The legal relationship between physicians and their patients can be characterized in different ways depending on the circumstances establishing their association with one another and the complained of actions by the doctor. The way in which the relationship is characterized in law impacts the potential causes of actions and remedies available.
The most common relationship is that of “doctor and patient” in the provision of medical care and the subsequent claims based on breach of contract or negligence. Doctors can, however, be found to be fiduciaries based on the concepts of trust and vulnerability. The consequence of such a finding leads to a much different legal analysis than is the case for a malpractice claim. As it is an equitable remedy it must be determined by a judge and not a jury. Secondly, and more critically, it does not require the plaintiff to prove causation. Causation is often where plaintiffs’ claims in negligence flounder.
Case In Point:
A case illustrating this point is the recently released decision of the Ontario Superior Court of Justice:
Stirrett v. Asim Nazir Cheema et al. The pleadings advanced claims in both negligence and breach of fiduciary duty. The allegations of fact made in support of both causes of action mirrored one another. The plaintiff was the wife of a patient who had died following a research study based angiogram performed on February 10, 2005. The target defendant was the interventional cardiologist behind the study.
The Facts:
The deceased husband suffered from non-insulin dependent, Type II diabetes. He underwent an angioplasty on June 11
th, 2004 to relieve a 90% blockage (stenosis) in his left circumflex artery. The procedure places a metal stent within the area of blockage to increase blood flow to the heart. The procedure was successful.

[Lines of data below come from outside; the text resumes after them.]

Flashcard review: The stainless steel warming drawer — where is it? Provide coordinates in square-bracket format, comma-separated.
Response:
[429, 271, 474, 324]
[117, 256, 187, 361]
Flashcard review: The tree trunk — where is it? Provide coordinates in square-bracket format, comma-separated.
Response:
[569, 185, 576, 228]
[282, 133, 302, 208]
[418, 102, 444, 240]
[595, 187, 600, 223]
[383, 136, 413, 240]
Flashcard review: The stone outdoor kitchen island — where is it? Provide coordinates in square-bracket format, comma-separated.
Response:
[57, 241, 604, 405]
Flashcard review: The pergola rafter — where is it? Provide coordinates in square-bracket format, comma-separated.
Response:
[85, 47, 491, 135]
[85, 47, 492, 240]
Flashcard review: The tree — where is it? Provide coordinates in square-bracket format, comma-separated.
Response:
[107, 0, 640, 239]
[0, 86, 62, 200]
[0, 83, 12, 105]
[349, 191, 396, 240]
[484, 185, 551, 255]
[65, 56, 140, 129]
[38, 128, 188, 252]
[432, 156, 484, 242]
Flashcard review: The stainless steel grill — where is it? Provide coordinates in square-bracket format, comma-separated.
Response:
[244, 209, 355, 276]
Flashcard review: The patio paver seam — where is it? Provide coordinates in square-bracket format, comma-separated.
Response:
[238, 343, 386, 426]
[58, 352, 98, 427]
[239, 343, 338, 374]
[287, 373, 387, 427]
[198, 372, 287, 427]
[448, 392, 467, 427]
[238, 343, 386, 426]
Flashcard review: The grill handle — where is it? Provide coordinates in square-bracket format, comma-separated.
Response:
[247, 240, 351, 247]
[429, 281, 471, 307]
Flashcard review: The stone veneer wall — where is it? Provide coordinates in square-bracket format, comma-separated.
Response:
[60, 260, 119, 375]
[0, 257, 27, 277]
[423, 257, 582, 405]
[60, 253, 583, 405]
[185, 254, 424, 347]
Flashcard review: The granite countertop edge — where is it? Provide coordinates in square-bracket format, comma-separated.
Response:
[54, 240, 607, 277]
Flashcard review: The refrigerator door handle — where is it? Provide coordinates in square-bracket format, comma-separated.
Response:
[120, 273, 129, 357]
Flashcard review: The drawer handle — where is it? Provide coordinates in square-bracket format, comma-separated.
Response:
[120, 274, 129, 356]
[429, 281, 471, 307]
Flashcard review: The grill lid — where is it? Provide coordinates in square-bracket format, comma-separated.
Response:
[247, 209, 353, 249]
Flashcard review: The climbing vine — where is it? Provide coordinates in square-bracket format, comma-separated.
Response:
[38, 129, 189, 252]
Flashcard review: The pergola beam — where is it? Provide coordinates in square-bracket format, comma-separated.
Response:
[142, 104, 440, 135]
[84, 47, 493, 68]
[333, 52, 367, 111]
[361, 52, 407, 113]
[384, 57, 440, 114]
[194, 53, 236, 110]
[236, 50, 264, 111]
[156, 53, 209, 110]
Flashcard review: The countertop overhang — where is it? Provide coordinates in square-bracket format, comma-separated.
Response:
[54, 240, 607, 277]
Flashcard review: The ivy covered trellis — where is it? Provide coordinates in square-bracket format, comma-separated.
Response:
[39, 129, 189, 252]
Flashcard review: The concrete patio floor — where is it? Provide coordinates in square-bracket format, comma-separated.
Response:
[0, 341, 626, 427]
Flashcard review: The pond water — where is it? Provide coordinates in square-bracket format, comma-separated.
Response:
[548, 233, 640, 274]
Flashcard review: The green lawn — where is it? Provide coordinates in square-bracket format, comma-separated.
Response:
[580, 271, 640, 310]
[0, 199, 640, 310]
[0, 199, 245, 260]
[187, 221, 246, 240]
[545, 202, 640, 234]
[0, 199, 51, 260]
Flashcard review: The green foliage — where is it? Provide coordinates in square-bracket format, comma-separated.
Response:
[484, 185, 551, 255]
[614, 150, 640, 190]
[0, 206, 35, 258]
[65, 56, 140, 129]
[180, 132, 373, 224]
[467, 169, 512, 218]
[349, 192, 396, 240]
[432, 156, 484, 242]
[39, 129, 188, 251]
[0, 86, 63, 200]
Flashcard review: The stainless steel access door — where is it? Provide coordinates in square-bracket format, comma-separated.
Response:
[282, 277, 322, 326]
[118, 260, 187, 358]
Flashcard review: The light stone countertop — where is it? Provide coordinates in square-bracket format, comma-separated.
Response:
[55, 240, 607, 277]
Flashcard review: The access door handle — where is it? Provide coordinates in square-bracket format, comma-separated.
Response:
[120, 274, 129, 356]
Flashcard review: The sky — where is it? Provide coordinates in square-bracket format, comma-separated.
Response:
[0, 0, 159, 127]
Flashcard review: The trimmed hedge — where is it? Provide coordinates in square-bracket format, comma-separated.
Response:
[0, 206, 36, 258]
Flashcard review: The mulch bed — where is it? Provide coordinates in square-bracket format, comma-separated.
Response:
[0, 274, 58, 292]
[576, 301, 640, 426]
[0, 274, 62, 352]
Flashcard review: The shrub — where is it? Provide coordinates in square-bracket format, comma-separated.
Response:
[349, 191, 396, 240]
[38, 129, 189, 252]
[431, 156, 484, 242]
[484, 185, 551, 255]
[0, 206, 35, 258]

Before the June 2004 procedure, the deceased was suddenly approached by a nurse and asked to voluntarily participate in a study. He would have to self-inject insulin and undergo a follow up angiogram in six months. The risk of injury from such a procedure (heart, attack, stroke or death) was 1/1000. He was told the study was funded by the Heart and Stroke Foundation and that it involved 240 patients. He agreed to participate and signed a consent form..
Restenosis:
A common problem following such procedures is restenosis (where the artery begins to narrow and again restrict blood flow). Interventional cardiologists had recognized that restenosis occurs more often in diabetics. The defendant doctor proposed a study to determine if “intensive control of glucose levels with insulin” would lead to a reduce level of restenosis especially in diabetics. It was called the STREAM study. Funding was sought and obtained from the Heart & Stroke Foundation on certain conditions.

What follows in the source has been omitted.